Nearly 800 people who responded to a recent housing survey have reinforced a widely held belief that Foxboro’s housing mix makes it tough for the young, the old and the economically challenged to live here.
These were among the preliminary findings of an online survey generated by the planning department and posted online the week of April 17-25. All told, 791 respondents answered a series of questions related to existing housing opportunities in Foxboro — a sizable number under the circumstances. While seen as a starting point for future deliberation, their views provide an interesting — albeit incomplete — snapshot of those who comprise the local populace and how they view their future here.
For example, 82 percent of those responding own their own home, with 30 percent living in town more than 30 years and 20 percent residing here five years or less.

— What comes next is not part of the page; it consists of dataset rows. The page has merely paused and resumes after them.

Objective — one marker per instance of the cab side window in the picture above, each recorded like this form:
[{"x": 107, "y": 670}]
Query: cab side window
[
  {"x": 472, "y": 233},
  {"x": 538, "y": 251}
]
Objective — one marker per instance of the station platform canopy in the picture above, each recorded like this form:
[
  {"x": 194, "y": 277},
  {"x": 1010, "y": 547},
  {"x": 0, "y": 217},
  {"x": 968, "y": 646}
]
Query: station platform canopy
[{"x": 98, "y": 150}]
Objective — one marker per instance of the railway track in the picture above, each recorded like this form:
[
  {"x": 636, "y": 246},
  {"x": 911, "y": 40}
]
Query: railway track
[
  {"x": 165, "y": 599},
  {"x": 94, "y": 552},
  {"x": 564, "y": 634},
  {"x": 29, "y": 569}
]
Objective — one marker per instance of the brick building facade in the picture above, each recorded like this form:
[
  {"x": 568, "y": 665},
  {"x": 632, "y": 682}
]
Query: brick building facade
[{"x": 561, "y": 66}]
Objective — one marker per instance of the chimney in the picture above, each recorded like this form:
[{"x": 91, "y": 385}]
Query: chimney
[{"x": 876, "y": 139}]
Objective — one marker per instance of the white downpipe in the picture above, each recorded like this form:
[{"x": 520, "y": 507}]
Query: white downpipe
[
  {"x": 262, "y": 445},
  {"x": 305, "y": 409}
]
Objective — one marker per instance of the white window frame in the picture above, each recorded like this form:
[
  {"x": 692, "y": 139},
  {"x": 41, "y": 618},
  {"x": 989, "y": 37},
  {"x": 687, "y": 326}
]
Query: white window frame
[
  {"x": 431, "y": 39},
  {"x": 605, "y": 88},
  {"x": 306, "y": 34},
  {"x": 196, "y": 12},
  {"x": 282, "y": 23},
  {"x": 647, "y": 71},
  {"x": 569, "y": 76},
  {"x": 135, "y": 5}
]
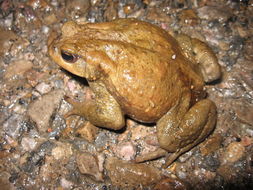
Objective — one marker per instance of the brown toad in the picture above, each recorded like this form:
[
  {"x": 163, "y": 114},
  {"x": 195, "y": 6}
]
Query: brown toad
[{"x": 137, "y": 69}]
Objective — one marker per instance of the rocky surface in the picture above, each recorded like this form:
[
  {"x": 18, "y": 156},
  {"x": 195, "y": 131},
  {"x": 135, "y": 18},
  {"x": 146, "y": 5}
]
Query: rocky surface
[{"x": 40, "y": 149}]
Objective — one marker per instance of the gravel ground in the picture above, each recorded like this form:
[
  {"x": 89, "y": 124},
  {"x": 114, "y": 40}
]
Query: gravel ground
[{"x": 39, "y": 149}]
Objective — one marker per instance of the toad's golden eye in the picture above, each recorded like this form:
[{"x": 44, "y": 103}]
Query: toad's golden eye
[{"x": 69, "y": 57}]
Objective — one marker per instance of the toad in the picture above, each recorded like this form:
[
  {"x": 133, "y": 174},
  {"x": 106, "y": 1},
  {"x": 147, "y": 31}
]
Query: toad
[{"x": 137, "y": 69}]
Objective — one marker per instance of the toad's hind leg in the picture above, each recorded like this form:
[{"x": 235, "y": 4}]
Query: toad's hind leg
[{"x": 178, "y": 137}]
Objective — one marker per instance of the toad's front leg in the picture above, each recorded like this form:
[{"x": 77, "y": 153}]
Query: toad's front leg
[
  {"x": 102, "y": 111},
  {"x": 180, "y": 135}
]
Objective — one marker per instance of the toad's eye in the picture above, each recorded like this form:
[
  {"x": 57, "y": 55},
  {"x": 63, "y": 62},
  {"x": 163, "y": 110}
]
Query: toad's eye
[{"x": 69, "y": 57}]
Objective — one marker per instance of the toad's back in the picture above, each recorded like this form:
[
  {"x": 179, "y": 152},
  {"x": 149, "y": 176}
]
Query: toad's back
[{"x": 149, "y": 71}]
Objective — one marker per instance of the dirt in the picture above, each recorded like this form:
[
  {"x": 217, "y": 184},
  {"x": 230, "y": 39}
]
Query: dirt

Just over 18 percent grew up in Foxboro, with 9.5 percent moving here because of family ties, another 9 percent because of the local school system and 30.5 percent attracted by intangibles best characterized by the community’s “feel.” Perhaps most tellingly, 82 percent said they would like to live in Foxboro over the long term — into their retirement years — while acknowledging that such arrangements may not always be feasible.
In addition, 61 percent of those responding believe that Foxboro faces social and economic challenges stemming from current housing options. Another 73 percent said current housing options make it difficult for all demographic groups to live here. And 39 percent identified senior citizens as facing the greatest challenges for housing, while 35 percent identified young families as being most challenged.

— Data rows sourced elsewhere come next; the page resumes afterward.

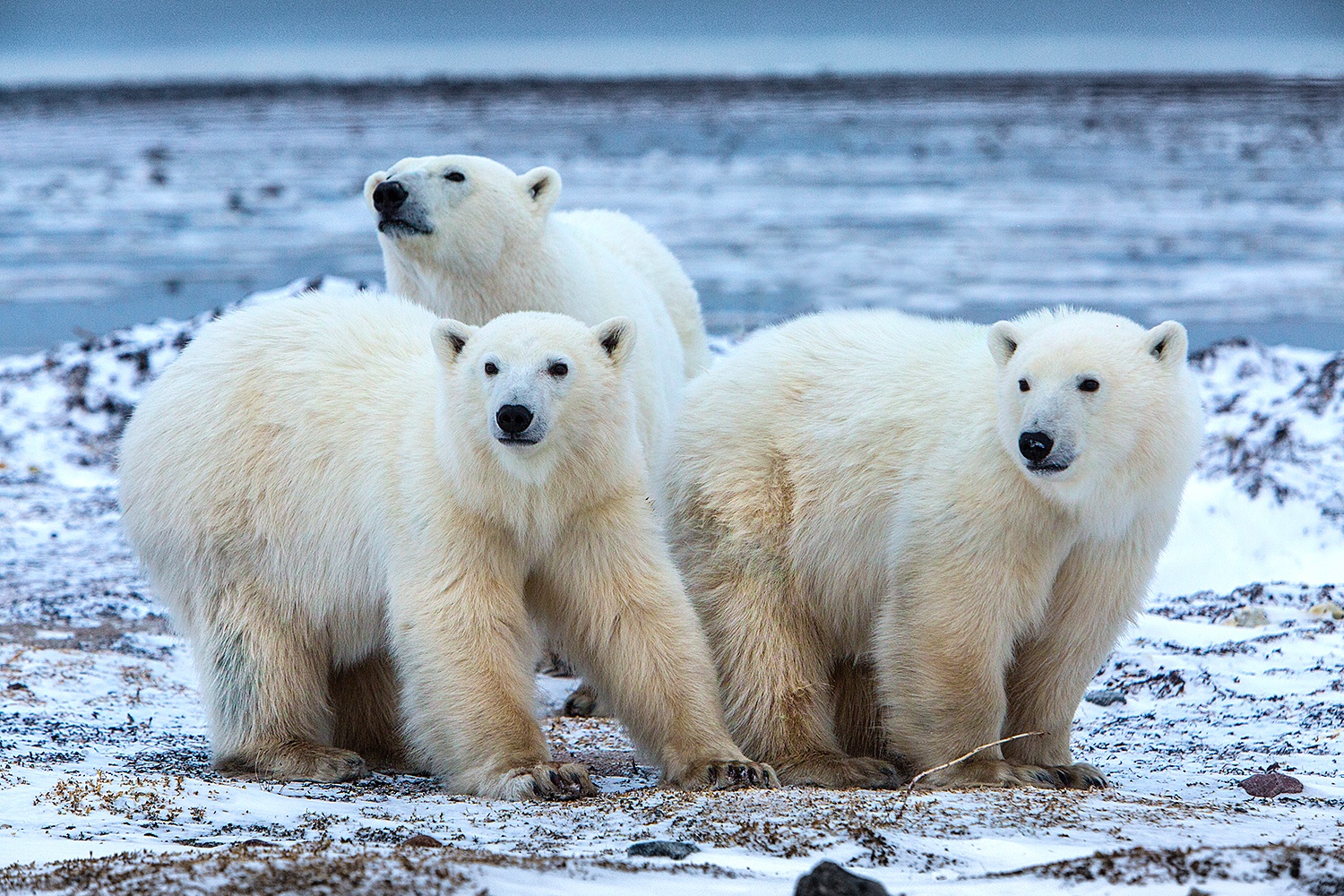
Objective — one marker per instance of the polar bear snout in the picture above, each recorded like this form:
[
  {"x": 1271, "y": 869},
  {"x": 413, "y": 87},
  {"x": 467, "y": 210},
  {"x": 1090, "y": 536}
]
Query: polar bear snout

Such sentiments shouldn’t be surprising given the escalating cost of real estate or the proliferation of local homes purchased specifically as tear downs to make way for newer and larger dwellings. According to assessing data for the fiscal year ending June 30, the average single-family home in Foxboro is valued at $454,500.
Over the course of several years, town officials have used a variety of methods to promote new housing opportunities. Having met the town’s obligations under the state Chapter 40b zoning override program, recent efforts have focused on the town center — partly in response to input from the small business community but more critically from Schneider Electric, which suggested that such options were vital to the company’s ability to recruit young talent and bolster its local workforce going forward.
Not surprisingly, the prospect of greater density, traffic and associated congestion has been alarming to some who believe it will erode the very charms which attracted many to Foxboro in the first place. These will remain legitimate concerns no matter the fate of the former fire station/funeral home property, a lightning rod which was to have been decided by selectmen Wednesday night.
The aforementioned survey results indicate that Foxboro may have an opportunity to revisit, and possibly re-evaluate, its goals in the town center, however. With that in mind, planning officials hope to use the preliminary findings to jump start a series of focus groups with various stakeholders, hopefully providing a clearer picture of where homeowners, renters and business leaders stand on this pivotal issue. Given the emotional backdraft which characterized the fire station project, we suggest that such a process would be welcome.
He was missed …
Sharp-eyed observers gathered at the Common Monday morning may have noted a conspicuous absence from the town’s traditional Memorial Day ceremonies. For the first time in 29 years Dave Gaffey, longtime member, trustee and former commander of American Legion Post #93, was unable to participate in the annual services.
Long a fixture in combat fatigues as a flag-bearer in the Legion Color Guard, Dave spent Monday morning reflecting on the occasion at his Elm Street home, where he has been recuperating from health issues. We’re certain that we speak for the entire community in wishing Dave a complete recovery — and a return to his customary position on Memorial Day in 2020.